Now, it’s not the journalist’s role to put his (or her) subject on the couch. Cable news anchors are notorious for doing this. But I do like the idea that, as we try to draw truth from a subject’s situation, it’s possible for both to distill a truth that neither the subject nor the photojournalist would have arrived at alone.

Having said all that, I can also see the other side of the argument: who the hell are we to march into someone’s life and have the answers? Who the hell are we to say what’s what after parachuting in for a day, a week, a month?

Nowhere does this sentiment strike me more strongly than when I travel. When I went to New Orleans six months after Katrina, I saw the devestation of the lower ninth, the revelry of Mardi Gras partygoers, the strained police force and city services. Traffic lights remained out in many places; a thirty-foot tall barge that had landed on a school bus remained on the school bus; miles away, in the recovering seventh ward, a home that had collapsed on an SUV remained on the SUV.

When we came back, the story ran with the headline: “New Orleans Still Broken.”

But was it?
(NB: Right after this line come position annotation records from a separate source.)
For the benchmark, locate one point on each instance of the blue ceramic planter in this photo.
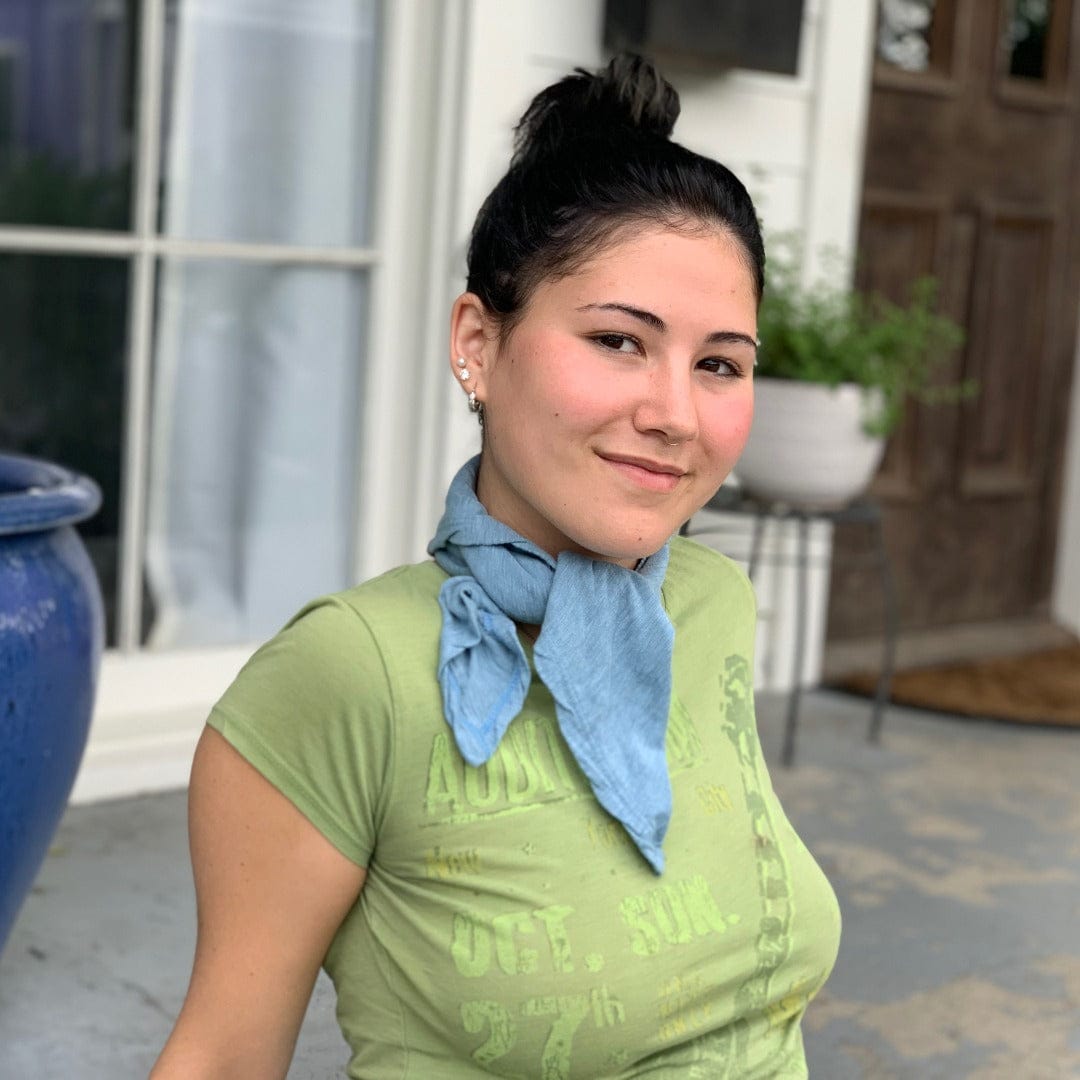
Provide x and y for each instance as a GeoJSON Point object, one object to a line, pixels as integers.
{"type": "Point", "coordinates": [51, 634]}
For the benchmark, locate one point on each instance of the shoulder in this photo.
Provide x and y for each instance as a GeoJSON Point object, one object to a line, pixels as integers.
{"type": "Point", "coordinates": [338, 643]}
{"type": "Point", "coordinates": [702, 582]}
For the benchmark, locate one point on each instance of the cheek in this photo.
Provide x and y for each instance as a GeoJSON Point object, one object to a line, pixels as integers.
{"type": "Point", "coordinates": [728, 426]}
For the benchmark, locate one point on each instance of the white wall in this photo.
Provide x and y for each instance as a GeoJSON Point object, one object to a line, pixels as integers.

On the same trip I also saw workers rebuilding homes, saw the Zulus preparing for the Mardi Gras parade, saw — for better or for worse — drunken college students and Girls Gone Wild cameramen pouring money into the local economy. At a Sunday church service, I saw families returning to the parish for baptisms months overdue; they waited to come home to baptize their children. And at the end of mass, the pastor went around the room, asked people to call out loud to fellow parishoners if their businesses were reopening. Many people called out. Many people were proud to be open.

You may be wondering what these musings have to do with Zacatecas. Well, it goes something like this: I can’t tell the whole story of Zacatecas. There are thousands of different stories of Zacatecas. And as for me, I barely speak the language, and in traveling here, my sense of the place isn’t the strongest it could be. These are the perils of writing a travelogue: whatever you write, it’s but a small part of the story.

I’ve already mentioned Zacatecans’ propensity for spending time together. I don’t want to overstate it; arriving on the night of La Rosca was a coincidence, and as to whether the whole town often gathers in jubilation, I couldn’t say. But days after the Rosca, on a Friday night, I saw hundreds of people — teenagers mostly, but young kids and adults as well — gathered in Genaro Codina plaza. A pair of clowns was hosting something not unlike an American Idol or Dancing with the Stars. They would grab teenagers from the audience, have a dance-off, give away prizes.

All across the world, people gather to have fun on Friday nights. This much is no surprise. But in this plaza, on this night, the feeling was different, more free. Strangers danced with each other before a crowd of hundreds. The clowns, at close range, made fun of people in the audience — even, at one point, calling me out. But it was good-natured fun, and everyone seemed to enjoy it.

One one level, I wouldn’t dare come here, a thousand miles from home, and put an entire city on the couch. I wouldn’t dare to judge this culture, having been steeped only in my own. But being here, you cannot help but feel the emotion of this place, of these people. It makes me wonder whether this is the norm, and the American sense of boundary and indifference is not the exception.

We live. We love. We do. But here it’s on the streets, exuberant, exposed and all around, not cooped up in apartments and backyards. And while I know this is only one part of one story, I think it’s a part worth noting.